Article Image

IPFS News Link • Hacking, Cyber Security

Scientists Recreate Fingerprints from the Sound of Swiping on a Touchscreen

•, By Masha Borak

A team of scientists from China and the United States say they have devised a side-channel attack on minutiae-based automatic fingerprint identification systems (AFISs) which allows them to extract fingerprint patterns from the sound of friction produced by swiping on a touchscreen. Side channel attacks exploit information that is inadvertently leaked by a system.

The researchers have named the new attack PrintListener. They claim that the new attack method could increase the efficiency of MasterPrints, ringing alarm bells for the security of fingerprint authentication.

MasterPrints are synthetic fingerprints designed to be generic enough to match a large number of fingerprints and fool a biometric system. PatternMasterPrints works similarly but it also adds information from the patterns of an individual user swiping a screen, increasing the chance of matching with a real fingerprint.

PrintListener uses algorithms to process the audio signal of the sound of friction of a finger swiping through a screen, which has unique biometric characteristics.
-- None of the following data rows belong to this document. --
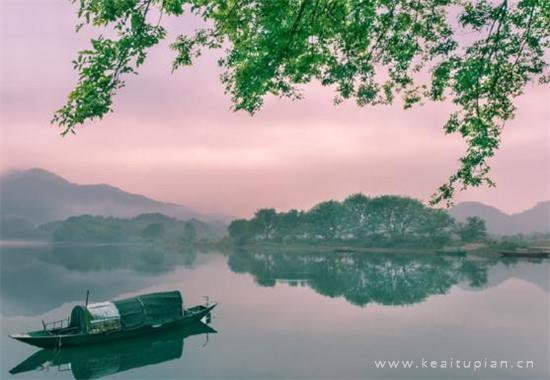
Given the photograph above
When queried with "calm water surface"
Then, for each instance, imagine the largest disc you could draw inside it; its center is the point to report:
(284, 315)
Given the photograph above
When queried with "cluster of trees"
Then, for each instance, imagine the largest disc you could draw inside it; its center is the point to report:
(383, 220)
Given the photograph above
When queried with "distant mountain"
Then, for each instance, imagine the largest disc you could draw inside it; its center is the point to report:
(39, 196)
(536, 219)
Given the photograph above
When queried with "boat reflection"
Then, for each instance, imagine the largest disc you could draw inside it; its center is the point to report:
(98, 361)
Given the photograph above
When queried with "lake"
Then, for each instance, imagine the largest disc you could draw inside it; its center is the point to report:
(283, 315)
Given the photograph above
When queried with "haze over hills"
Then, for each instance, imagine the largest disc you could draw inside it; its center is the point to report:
(535, 219)
(40, 196)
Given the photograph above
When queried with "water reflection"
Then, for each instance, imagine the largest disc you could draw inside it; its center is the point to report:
(364, 278)
(36, 279)
(103, 360)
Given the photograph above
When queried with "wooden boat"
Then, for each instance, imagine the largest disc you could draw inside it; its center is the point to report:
(344, 250)
(451, 251)
(112, 321)
(99, 361)
(528, 254)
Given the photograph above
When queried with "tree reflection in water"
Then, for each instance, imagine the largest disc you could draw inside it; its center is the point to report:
(363, 278)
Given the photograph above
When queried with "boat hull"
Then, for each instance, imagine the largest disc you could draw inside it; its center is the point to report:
(525, 254)
(42, 339)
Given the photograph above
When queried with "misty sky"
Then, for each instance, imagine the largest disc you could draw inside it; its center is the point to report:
(173, 137)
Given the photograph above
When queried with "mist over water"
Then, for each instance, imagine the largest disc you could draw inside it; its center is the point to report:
(283, 315)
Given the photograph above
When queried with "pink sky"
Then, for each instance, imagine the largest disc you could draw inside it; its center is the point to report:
(173, 137)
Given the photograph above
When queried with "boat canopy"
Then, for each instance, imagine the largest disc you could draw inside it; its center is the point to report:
(144, 310)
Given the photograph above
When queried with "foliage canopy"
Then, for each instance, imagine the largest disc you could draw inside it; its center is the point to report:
(480, 54)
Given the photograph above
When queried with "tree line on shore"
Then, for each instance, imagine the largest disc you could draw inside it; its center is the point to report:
(386, 220)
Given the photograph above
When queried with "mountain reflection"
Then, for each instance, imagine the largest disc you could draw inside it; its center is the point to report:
(363, 278)
(103, 360)
(36, 279)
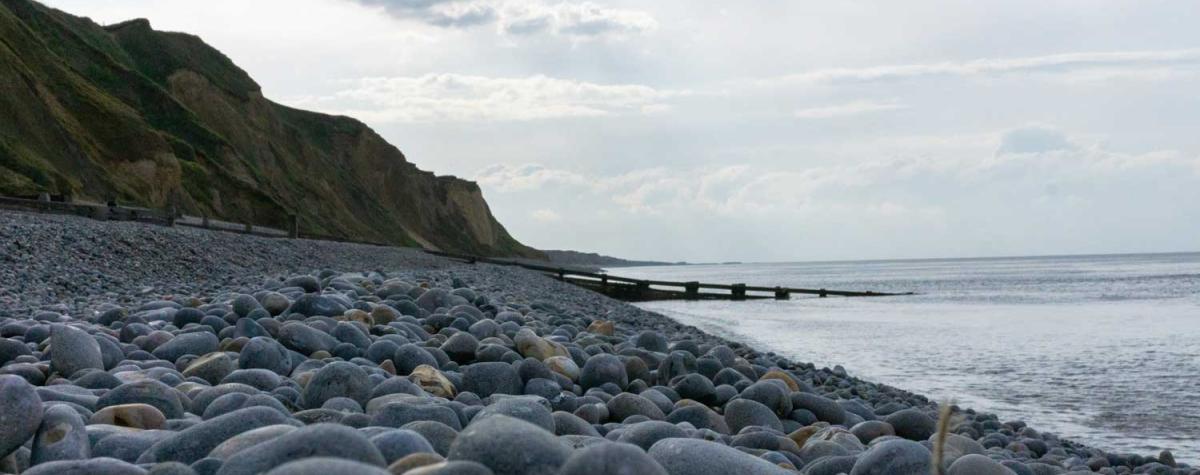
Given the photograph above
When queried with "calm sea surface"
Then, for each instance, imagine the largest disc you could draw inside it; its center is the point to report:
(1102, 349)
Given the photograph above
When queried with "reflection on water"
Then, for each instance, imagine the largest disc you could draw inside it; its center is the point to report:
(1101, 349)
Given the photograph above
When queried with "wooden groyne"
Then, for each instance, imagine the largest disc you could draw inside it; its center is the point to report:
(636, 289)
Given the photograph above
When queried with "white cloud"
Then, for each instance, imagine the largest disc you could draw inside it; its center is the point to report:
(545, 216)
(1033, 139)
(523, 178)
(1035, 158)
(574, 19)
(847, 109)
(585, 19)
(459, 97)
(1110, 61)
(456, 13)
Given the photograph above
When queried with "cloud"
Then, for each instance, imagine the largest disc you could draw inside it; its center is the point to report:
(1033, 139)
(1048, 64)
(460, 97)
(545, 216)
(917, 187)
(525, 178)
(583, 19)
(574, 19)
(451, 13)
(847, 109)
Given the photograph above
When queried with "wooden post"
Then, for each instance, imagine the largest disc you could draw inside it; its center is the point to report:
(642, 288)
(739, 292)
(100, 212)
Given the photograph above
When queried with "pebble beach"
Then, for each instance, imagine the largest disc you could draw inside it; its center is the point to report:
(131, 348)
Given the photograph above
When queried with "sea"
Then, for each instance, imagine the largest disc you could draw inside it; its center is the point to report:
(1099, 349)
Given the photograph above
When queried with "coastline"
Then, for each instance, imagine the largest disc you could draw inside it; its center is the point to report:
(219, 268)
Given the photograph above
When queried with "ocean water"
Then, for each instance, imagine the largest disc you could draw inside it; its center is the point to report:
(1102, 349)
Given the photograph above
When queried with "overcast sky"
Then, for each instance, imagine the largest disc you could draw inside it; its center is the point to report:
(760, 130)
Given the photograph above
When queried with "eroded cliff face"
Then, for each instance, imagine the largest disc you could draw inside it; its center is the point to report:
(156, 118)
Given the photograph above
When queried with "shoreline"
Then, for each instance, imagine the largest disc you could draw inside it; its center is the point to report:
(645, 341)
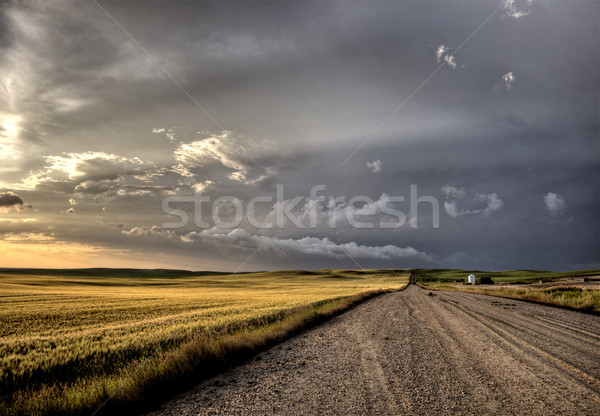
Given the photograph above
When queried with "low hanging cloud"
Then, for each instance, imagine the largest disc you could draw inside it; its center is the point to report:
(508, 79)
(492, 201)
(517, 8)
(227, 160)
(10, 200)
(375, 166)
(454, 192)
(74, 169)
(441, 55)
(555, 203)
(494, 204)
(449, 59)
(305, 245)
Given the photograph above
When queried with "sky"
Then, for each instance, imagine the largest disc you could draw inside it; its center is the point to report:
(249, 135)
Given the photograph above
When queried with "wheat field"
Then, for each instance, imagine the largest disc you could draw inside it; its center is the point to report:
(69, 341)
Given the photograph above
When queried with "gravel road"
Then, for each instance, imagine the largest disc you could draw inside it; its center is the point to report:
(412, 353)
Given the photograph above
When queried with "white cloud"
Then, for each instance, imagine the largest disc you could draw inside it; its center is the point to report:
(450, 61)
(226, 160)
(453, 192)
(451, 209)
(517, 8)
(10, 200)
(439, 53)
(555, 203)
(494, 203)
(305, 245)
(87, 166)
(375, 166)
(508, 79)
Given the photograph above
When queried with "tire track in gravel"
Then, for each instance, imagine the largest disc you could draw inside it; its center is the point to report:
(411, 353)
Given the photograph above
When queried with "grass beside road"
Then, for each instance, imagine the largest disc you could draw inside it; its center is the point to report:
(569, 296)
(69, 342)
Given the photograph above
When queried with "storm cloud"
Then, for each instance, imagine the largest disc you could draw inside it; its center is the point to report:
(490, 108)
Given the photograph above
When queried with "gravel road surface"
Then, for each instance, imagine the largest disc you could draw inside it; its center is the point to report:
(411, 353)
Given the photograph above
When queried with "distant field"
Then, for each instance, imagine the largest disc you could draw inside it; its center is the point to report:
(551, 288)
(71, 339)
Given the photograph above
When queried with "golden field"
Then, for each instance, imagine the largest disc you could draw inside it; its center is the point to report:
(69, 341)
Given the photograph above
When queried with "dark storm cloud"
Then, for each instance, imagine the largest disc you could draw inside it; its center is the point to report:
(299, 85)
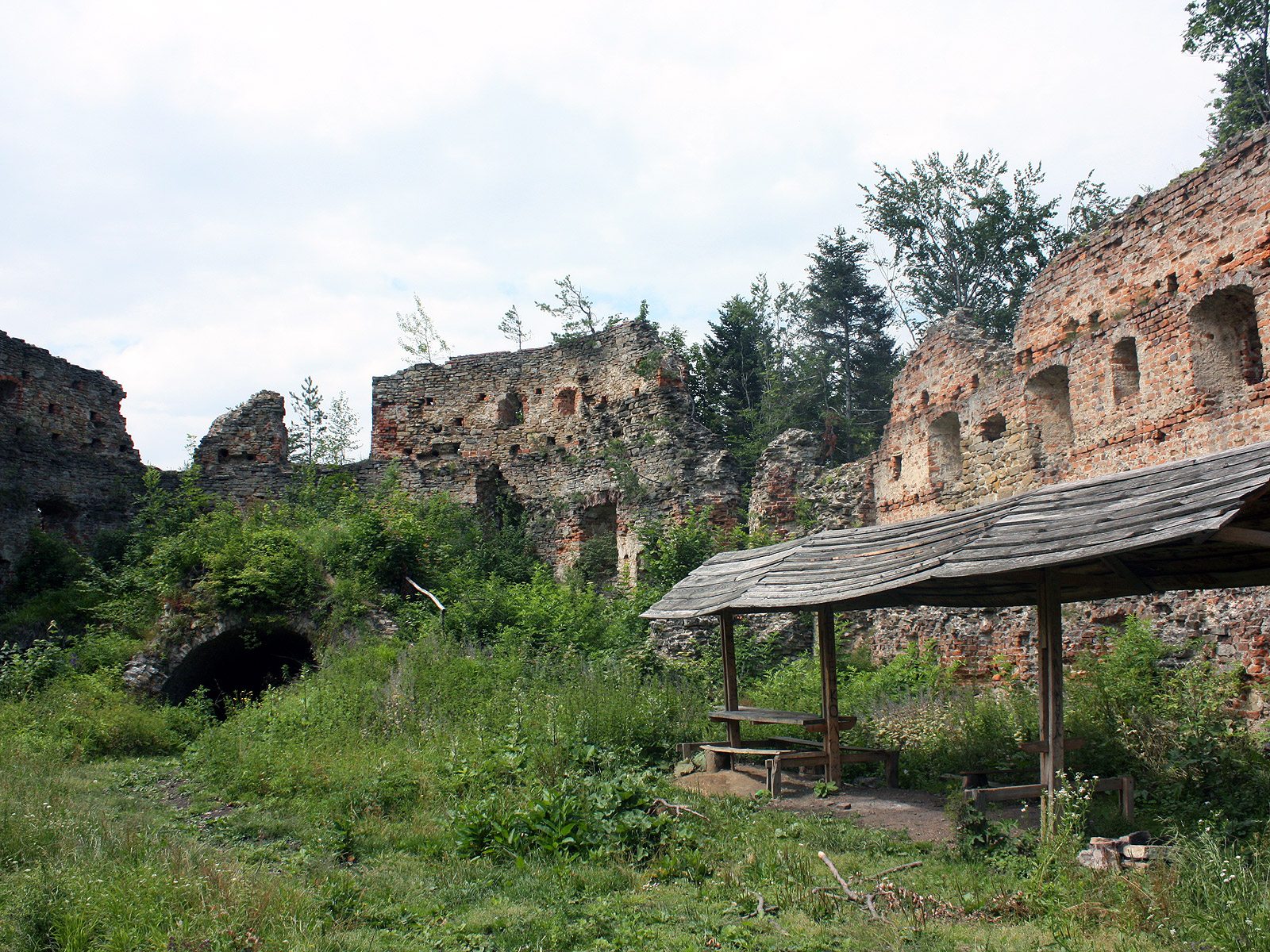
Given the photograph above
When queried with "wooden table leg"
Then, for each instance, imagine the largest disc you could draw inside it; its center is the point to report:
(829, 693)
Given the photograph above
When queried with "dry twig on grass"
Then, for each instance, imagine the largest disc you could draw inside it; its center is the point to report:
(895, 896)
(660, 806)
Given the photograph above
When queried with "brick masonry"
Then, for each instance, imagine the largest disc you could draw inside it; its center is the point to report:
(1138, 346)
(67, 461)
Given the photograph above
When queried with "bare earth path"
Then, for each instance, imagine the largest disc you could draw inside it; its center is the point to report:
(912, 812)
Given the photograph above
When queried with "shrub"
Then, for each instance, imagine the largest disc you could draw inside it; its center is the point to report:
(583, 816)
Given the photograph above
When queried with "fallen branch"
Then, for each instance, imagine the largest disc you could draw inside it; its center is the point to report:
(679, 809)
(895, 895)
(850, 892)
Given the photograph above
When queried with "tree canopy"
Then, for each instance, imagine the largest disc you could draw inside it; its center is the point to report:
(1233, 33)
(964, 235)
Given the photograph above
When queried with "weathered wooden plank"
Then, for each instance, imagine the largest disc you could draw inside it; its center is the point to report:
(1242, 537)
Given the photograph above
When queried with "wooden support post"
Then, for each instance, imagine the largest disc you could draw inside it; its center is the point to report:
(730, 695)
(829, 645)
(1049, 664)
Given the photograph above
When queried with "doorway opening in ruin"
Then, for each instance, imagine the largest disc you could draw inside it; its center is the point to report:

This is then used to synthesize PatternMasterPrints.

Attackers could potentially obtain these audio signals with the help of malware while users engage with social apps, such as gaming through Discord or making calls through Apple FaceTime or Skype.

"After eavesdropping on the user's finger friction sound through a social network, PrintListener generates a specialized PatternMasterprint sequence specifically designed for the user's fingerprint," the team writes in their paper.

The team has also performed real-world experiments showing that PrintListener can attack up to 26.5 percent of partial fingerprints and 9.3 percent of complete fingerprints within five attempts at the highest security FAR setting of 0.01 percent. This far exceeds the attack potency of MasterPrint, they note.